Hi,
I have a ESX 4.1 server with NFS Datastore(exported from NAS Filer). I have created Redhat5.1(32bit) VM on NFS Datastore. NFS lun is redundant on two ports. It is aggregrated on two ports on NAS Filer. Just to test failover, I am running Iozone on this VM and while IO is going on, I pull one of network cable from NAS filer.
ESX detects this failover and NFS datastore becomes inactive and remains inactive for 10 minutes. After 10 minutes, it becomes active on another port, but my VM becomes read-only FS ( all filesystem) and hence Iozone starts giving errors.
Can someone please help me out with this.
Regards
Prasad
Hi,
how is your NAS-Filer configured? Failover or NIC-teaming (if yes, does your switch support that?) How is your ESX servers network configured?
Please provide more info.
Regards
Thanks for prompt response.
I have NIC teaming created on ESX server . I have my VM attached to "VM Network 2" portgroup.
Vmnic2 and Vmnic3 are configured Active-Active.
root@esxserver1 ~]# esxcfg-vswitch -l
Switch Name Num Ports Used Ports Configured Ports MTU Uplinks
vSwitch0 128 3 128 1500 vmnic0
PortGroup Name VLAN ID Used Ports Uplinks
VM Network 0 0 vmnic0
Service Console 0 1 vmnic0
Switch Name Num Ports Used Ports Configured Ports MTU Uplinks
vSwitch1 128 12 128 1500 vmnic2,vmnic3
PortGroup Name VLAN ID Used Ports Uplinks
VM Network 2 0 8 vmnic2,vmnic3
NIC Team 0 1 vmnic2,vmnic3
On NAS filer; I guess it is failover. Actually It gives only 2 options while creating Link Aggreration i.e.

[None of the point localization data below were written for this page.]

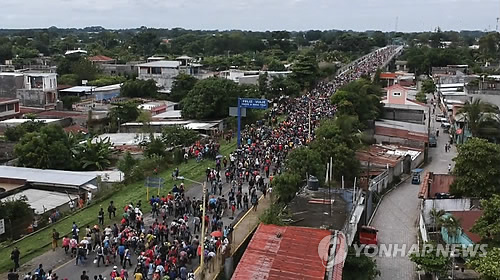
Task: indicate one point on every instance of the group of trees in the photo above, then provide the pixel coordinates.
(52, 148)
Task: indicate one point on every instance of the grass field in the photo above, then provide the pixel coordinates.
(39, 243)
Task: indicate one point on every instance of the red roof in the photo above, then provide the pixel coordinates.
(76, 129)
(467, 220)
(100, 58)
(287, 252)
(388, 75)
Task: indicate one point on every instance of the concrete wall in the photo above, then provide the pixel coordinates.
(9, 85)
(462, 204)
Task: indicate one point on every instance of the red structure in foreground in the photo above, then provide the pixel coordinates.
(284, 252)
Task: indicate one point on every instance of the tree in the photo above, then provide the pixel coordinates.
(182, 84)
(155, 147)
(359, 267)
(476, 114)
(477, 169)
(126, 164)
(178, 135)
(359, 98)
(94, 155)
(428, 86)
(431, 261)
(305, 70)
(47, 149)
(488, 225)
(452, 226)
(487, 265)
(286, 185)
(210, 99)
(139, 88)
(18, 215)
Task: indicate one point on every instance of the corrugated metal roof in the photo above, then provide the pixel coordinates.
(46, 176)
(292, 255)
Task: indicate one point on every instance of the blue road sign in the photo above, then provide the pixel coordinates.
(253, 103)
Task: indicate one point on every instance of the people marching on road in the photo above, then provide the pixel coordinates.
(169, 245)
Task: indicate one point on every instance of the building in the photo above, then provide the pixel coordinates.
(163, 72)
(398, 107)
(32, 89)
(101, 59)
(9, 108)
(287, 252)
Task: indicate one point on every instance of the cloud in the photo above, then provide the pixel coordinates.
(254, 14)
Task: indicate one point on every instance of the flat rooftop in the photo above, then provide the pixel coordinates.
(312, 209)
(41, 200)
(47, 177)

LACP or Static------> I selected Static
Normal or Round Robin---> I selected Normal
Regards
Prasad
Could NFS locking be the problem? I am not sure how esx handles the network fail on NFS but I know I have had some problems with my NFS stores going "inactive" because of locking. Might be something to look at.
http://docstore.mik.ua/orelly/networking_2ndEd/nfs/ch11_03.htm
ok, static is fine, LACP (dynamic) is not supported by esx.

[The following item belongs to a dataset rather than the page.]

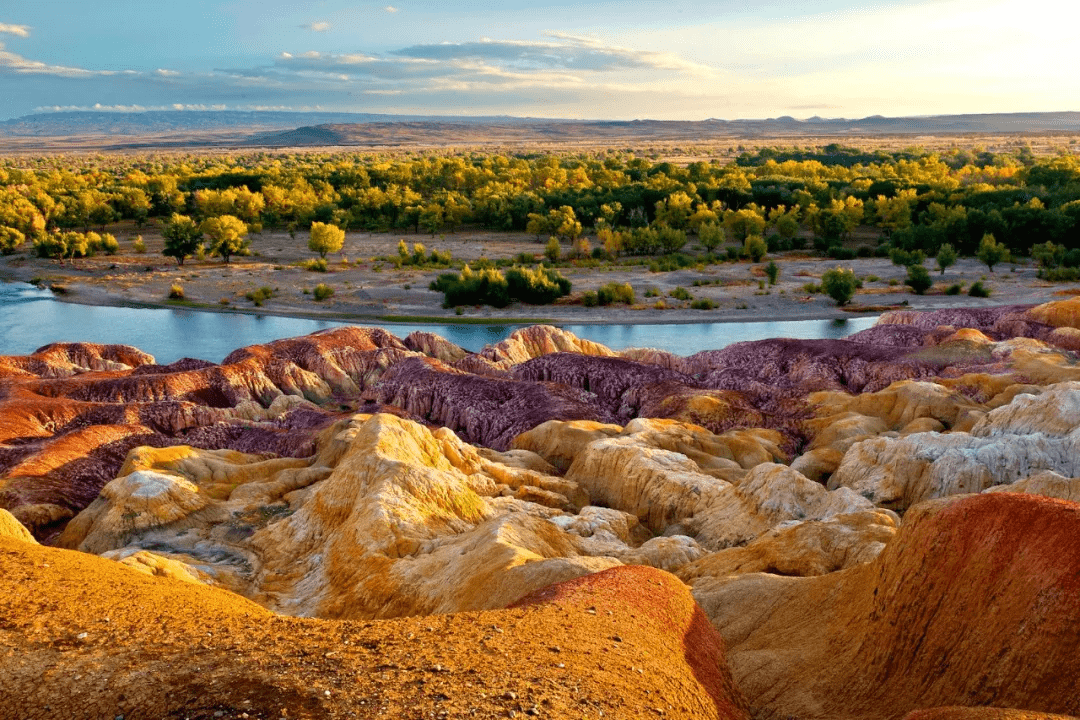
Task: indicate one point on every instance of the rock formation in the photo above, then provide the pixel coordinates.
(973, 602)
(876, 526)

What switches do you use between the esx server and the Storage?
some info about link aggregation:
Dell Switches --Powerconnect 5424
Forgot to mention that vmnic2 and 1st port of NAS filer is connected to Switch1
and
vmnic3 and 2nd port of NAS filer is connected to Switch2
Switches are not cascaded
Thanks
Prasad
and what did you configure in your switches?
Im not a pro in link aggregation but I read a technical cisco paper that says all links need to be connected to the same switch. If you are using multiple switches you will need some with SMLT ( split multi link trunking ) support. Don't know if your Dell switches support that.
What I would do:
- Check if both routes are correctly used when all cables are plugged in (maybe he just says everything is ok but only uses 1 active route)

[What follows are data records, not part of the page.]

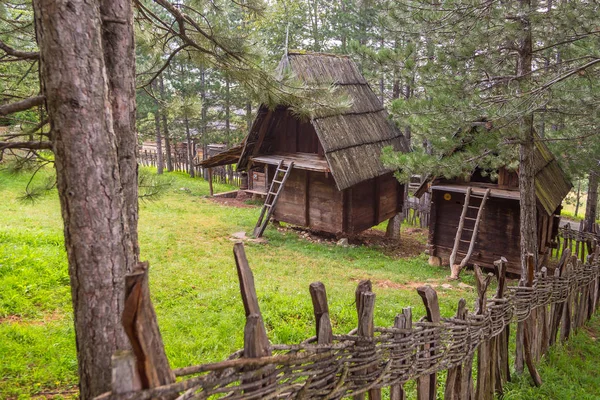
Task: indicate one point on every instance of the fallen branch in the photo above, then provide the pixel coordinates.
(23, 55)
(35, 145)
(21, 105)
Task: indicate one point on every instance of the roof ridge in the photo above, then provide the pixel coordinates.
(297, 52)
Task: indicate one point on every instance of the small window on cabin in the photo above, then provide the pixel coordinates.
(482, 176)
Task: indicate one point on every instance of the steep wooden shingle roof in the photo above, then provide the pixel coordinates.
(352, 139)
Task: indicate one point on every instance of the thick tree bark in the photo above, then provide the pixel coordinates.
(591, 204)
(166, 128)
(97, 240)
(190, 148)
(578, 197)
(528, 209)
(119, 56)
(159, 157)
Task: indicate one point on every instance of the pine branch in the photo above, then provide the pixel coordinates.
(21, 105)
(22, 55)
(31, 145)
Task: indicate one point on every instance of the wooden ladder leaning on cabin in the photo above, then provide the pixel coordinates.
(474, 228)
(272, 196)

- link all NICs to one switch and test if the link aggregation works like this, which is supported by your switches.
Regards
I did not do any typical configuration in my switch.
And if I connect both the links of NAS filer to the same switch, then it works fine with me. But I need to have these links on seperate switch for redudancy.
Thanks
If you connect both Links to one switch and you pull one cable you don't have the connection loss with read-only FS?
The Switch has a pretty good guess whats happening then, because normally you would have to tell him about the aggregation.
Is cascading of the switches an option for you? Maybe this way SMLT support wouldn't be needed. Maybe you should take a look in the Dell documentation.
Regards
Hi,
Yes, both links on one switch do not give problems of connection-loss and readonly FS.
No cascading is not an option for me.
Just an addtional info; when after pulling out one cable, though NFS datastorage becomes inactive, but ping works fine from ESX to NAS Filer.
Even vmkernel IP is reachable. It is only ESX which does not handle this failover quickly.
In Vswitch config, under NIC team tab; I have set my "Network Failover Detection" to Beacon Probing. this is jfyi.
Regards
Prasad
ok, you shouldn't use beacon probing. For Beacon probing you should at least have 3 NICs. With 2 NICs the ESX Server can't decide which NIC is unavailable because none of the 2 receive any broadcasts from others. As a result the ESX will also send out packets over the one NIC which can't reach the NAS and that might cause the 10 minute timeout you mentioned.
Beacon Probing:
Regards
Thanks. This really seems useful information. I have to use Beacon only. So I can think of putting one more nic.
Right now, I have all assinged all my 4 NICS as follows: So I dont have any more NIC left with me.
vmnic0 to vSwitch0(COS)
vmnic2 & vmnic3 to vSwitch1 (For Vmkernel vswitch for NAS storage)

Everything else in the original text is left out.